The Wärtsilä cruise ship’s LNG would be stored in three double-walled tanks, each with a capacity of 465 cubic meters, housed in the stern area below the pool deck and between the tender boats. In this location the 35-meter length of the tanks would not interfere with the ship’s required watertight bulkheads. As the average daily LNG consumption for a typical cruise would be about 45 tons, or 105 cubic meters, the vessel would be able to make a 12-day cruise without refueling. LNG bunkering would be accomplished via the open mooring deck at the stern while tank ventilation would be through a pipe running to the top end of the superstructure and venting at more than 10 meters above the uppermost deck. The stern location for the tanks is considered beneficial from a safety standpoint because there would be no cabins located above the bunkering station and large windscreens around the pool area would prevent passengers from accidentally creating a source of ignition by tossing cigarettes or matches overboard. Nevertheless, Wärtsilä realizes that the technology involved in the LNG bunkering process must be foolproof and that a network of safe LNG bunkering stations must still be created in the proposed operational areas before its LNG-powered “clean cruiser” can head to sea.

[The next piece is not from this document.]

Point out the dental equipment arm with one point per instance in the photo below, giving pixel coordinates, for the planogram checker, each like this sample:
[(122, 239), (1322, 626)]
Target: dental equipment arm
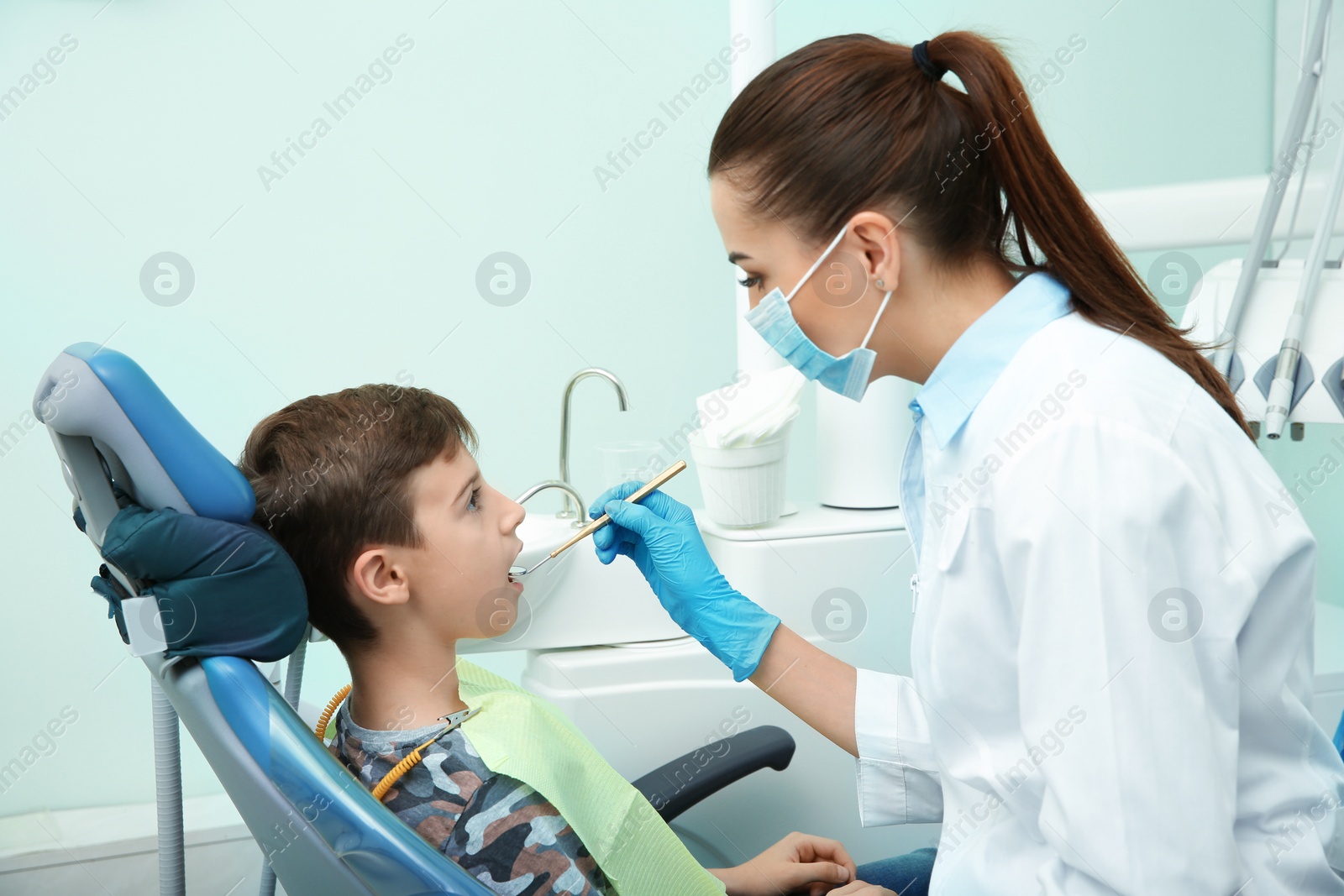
[(1280, 401), (1274, 192)]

A number of LNG-powered platform supply vessels are now being built in the US and a cut-away of one of the new Harvey Gulf boats illustrates the amount of room required for the LNG storage tank, which is situated below the work deck while diesel generator sets are mounted one deck above and forward. Photo courtesy of Harvey Gulf.
First LNG Bunkering Tanker
A prototype operation for bunkering LNG-fueled passenger ships has already started in Europe where the world’s first LNG bunkering tanker, Seagas, has been delivering fuel to the world’s largest LNG-powered ferry, the 2,800-passenger Viking Grace, since February. Prior to its conversion by the Fiskerstrand BLRT yard in Norway Seagas was the local 1974-built car ferry Fjalir. Now equipped with a single 170 cubic meter cryogenic storage tank, the little tanker moves LNG from Linde’s LNG’s processing facility near Nynäshamn, Sweden to the Port of Stockholm where the 56,000-gt Viking Grace is refueled at the end of nearly every round-trip with 70 tons of gas transferred in 60 minutes. Until the arrival of Seagas, refueling of the ferry had been done by road tanker but this was considered an unsatisfactory method due to safety and environmental concerns. While Viking Grace can make three round-trips between Stockholm and Turku, Finland without re-fueling, Seagas has been refueling the ship six days a week.